Build a NetworkX graph using the Proximity class.

Source code in src/workbench/algorithms/graph/light/proximity_graph.py
class ProximityGraph:
    """Build a NetworkX graph using the Proximity class."""

    def __init__(self):
        """Build a NetworkX graph using the Proximity class."""
        self._nx_graph = None
        self.graph_store = GraphStore()

    def build_graph(self, prox: Proximity, n_neighbors: int = 5, min_edges: int = 2, min_weight: float = 0.8) -> None:
        """Build a NetworkX graph from a Proximity instance.

        Args:
            prox (Proximity): An instance of a Proximity class.
            n_neighbors (int): Number of neighbors to retrieve per node (default: 5).
            min_edges (int): Minimum edges per node (default: 2).
            min_weight (float): Weight threshold for additional edges beyond min_edges (default: 0.8).
        """
        node_df = prox.df
        id_column = prox.id_column

        # Get all neighbor pairs
        log.info("Retrieving all neighbors...")
        all_ids = node_df[id_column].tolist()
        neighbors_df = prox.neighbors(all_ids, n_neighbors=n_neighbors, include_self=False)

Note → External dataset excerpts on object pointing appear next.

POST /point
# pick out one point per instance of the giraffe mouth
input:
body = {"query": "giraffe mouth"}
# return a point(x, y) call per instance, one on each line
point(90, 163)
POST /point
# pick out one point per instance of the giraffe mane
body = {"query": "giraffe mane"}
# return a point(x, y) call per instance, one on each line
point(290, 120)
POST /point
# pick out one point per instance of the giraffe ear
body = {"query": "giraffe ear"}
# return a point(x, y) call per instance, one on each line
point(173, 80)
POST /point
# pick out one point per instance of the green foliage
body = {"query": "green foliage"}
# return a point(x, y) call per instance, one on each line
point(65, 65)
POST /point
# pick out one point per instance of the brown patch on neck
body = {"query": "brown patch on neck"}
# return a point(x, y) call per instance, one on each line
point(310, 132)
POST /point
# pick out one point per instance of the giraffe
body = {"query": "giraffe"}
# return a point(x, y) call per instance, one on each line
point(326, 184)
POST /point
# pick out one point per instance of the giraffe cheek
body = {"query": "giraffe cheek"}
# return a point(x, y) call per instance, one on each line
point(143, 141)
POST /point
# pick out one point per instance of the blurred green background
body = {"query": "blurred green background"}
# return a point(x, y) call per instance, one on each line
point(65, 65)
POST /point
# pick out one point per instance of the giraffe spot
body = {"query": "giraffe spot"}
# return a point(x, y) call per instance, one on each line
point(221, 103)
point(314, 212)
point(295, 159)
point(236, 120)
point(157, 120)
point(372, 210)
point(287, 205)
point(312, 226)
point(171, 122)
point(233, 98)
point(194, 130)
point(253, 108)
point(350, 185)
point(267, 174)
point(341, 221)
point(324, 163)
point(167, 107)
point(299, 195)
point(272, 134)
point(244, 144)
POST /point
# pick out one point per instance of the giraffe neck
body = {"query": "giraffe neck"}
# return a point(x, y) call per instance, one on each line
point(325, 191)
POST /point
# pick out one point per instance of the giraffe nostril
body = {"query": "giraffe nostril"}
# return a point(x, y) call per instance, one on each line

        # Build the graph and add nodes
        log.info("Adding nodes to the proximity graph...")
        self._nx_graph = nx.Graph()

        # Handle duplicate IDs
        if not node_df[id_column].is_unique:
            log.warning(f"Column '{id_column}' contains duplicate values. Using first occurrence.")
            node_df = node_df.drop_duplicates(subset=[id_column], keep="first")

        self._nx_graph.add_nodes_from(node_df.set_index(id_column, drop=False).to_dict("index").items())

        # Compute edge weights (handle both distance-based and similarity-based proximity)
        if "similarity" in neighbors_df.columns:
            neighbors_df["weight"] = neighbors_df["similarity"]
        else:
            max_distance = neighbors_df["distance"].max()
            neighbors_df["weight"] = 1.0 - neighbors_df["distance"] / max_distance if max_distance > 0 else 1.0

        # Add edges: guarantee min_edges per node, plus any above min_weight
        log.info("Adding edges to the graph...")
        for source_id, group in neighbors_df.groupby(id_column):
            sorted_group = group.sort_values("weight", ascending=False)
            n_top = min(len(sorted_group), min_edges)
            top_edges = sorted_group.iloc[:n_top]
            extra_edges = sorted_group.iloc[n_top:]
            extra_edges = extra_edges[extra_edges["weight"] > min_weight]
            edges = pd.concat([top_edges, extra_edges])
            self._nx_graph.add_edges_from(
                [(source_id, row["neighbor_id"], {"weight": row["weight"]}) for _, row in edges.iterrows()]
            )

    @property
    def nx_graph(self) -> nx.Graph:
        """Get the NetworkX graph object.

        Returns:
            nx.Graph: The NetworkX graph object.
        """
        return self._nx_graph

    def load_graph(self, graph_path: str):
        """Load a graph from the GraphStore.

        Args:
            graph_path (str): The path to the graph in GraphStore.
        """
        self._nx_graph = self.graph_store.get(graph_path)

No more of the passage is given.